My husband. Two words, and his cock shriveled like a prune. Danny thought of James Medford, his aging hands all over Caroline’s body on that enormous bed, and was afraid his balls were going to climb into his abdominal cavity. “Let’s go downstairs and I’ll tell you what we found.”
Caroline fought the urge to fan herself as she led him back downstairs. Her whole body felt lit from within. Amazing how his gray eyes could go from stone cold to liquid mercury in a split second. And that look still had the same devastating effect it had had on her when she was sixteen. Innocently wandering into his bedroom like a baby deer into a lion’s den. He’d lured her over under the guise of tutoring him in calculus, but Caroline was the one who’d received an education. Up until that night, she’d barely been kissed, awkward, mildly pleasant interactions of lips and tongue. By the time she left Danny’s room that night she’d been throbbing in places she didn’t even know she had, clinging to her virginity by the skin of her teeth.

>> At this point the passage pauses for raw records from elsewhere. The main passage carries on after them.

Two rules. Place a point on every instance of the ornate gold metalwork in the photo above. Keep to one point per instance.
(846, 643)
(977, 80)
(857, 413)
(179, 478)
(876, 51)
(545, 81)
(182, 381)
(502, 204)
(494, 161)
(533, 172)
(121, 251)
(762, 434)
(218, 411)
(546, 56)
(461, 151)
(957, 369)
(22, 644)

Dwelling on memories like that could only lead to trouble. She needed to get away from him, away from the bed for God’s sake, before she did something royally stupid. It was a below the belt shot to bring up James, but thank God it had worked to distract him. Caroline liked to think she was older, wiser, and much more in control of her libido than she’d been as a hormonal sixteen-year-old. But she knew if Danny pushed it, she’d end up naked under him, over him, any which way he wanted her.
She ordered her body to cool down as she led him back to the kitchen and gestured for him toward the loveseat and armchairs that made up a sitting area in one corner. During the day, light flooded the kitchen through the windows and skylight, creating a sunny pocket of warmth where Caroline loved to sit and read or sketch plans for her latest project.
Danny ignored her and went straight for the refrigerator. “Do you mind?” he said over his shoulder as he pulled out a package of chicken breasts and a head of broccoli from the refrigerator. “All of a sudden I’m starving.”
“Can I help you find something?” Caroline called as he opened and shut cabinets, banging around in her kitchen like he owned the place. He ignored her, bent to open a door, and straightened with her spaghetti pot, which he quickly filled with water and put on the stove.
“I have some frozen lasagna and other stuff in the freezer if that’s easier.”
But Danny was rummaging in her pantry for more supplies. “Don’t tell me you still eat that shit,” he grimaced. “I told you that shit’s worse than army chow.”
Caroline couldn’t hold back a smile at the memory. Danny had been appalled when Caroline had opened the freezer at her parents’ house to reveal shelf after shelf filled with TV Dinners and Hot Pockets, and barely any other food in the house. Danny was obviously still an avid, though messy—she winced as a glug of oil sloshed over the side of the sautee pan onto her immaculate stove—cook.
Within minutes the water was heating and her kitchen was full of the aroma of garlic, chicken, broccoli, and whatever herbs he’d dug out of her spice cabinet. Her stomach, previously sour from stress and too much police station coffee, grumbled in appreciation.
“Did you know that James’s wife had land up in the Santa Cruz mountains?” Danny said and came to take a seat across from her.
Caroline frowned, trying to keep up with the swift change in subject. “No. Like I told you, after she died everything went into a trust for Kate to be managed by James.” Upon his death, control of the trust had passed to Caroline. “I haven’t looked at it closely recently, but I don’t remember any other property in the trust.”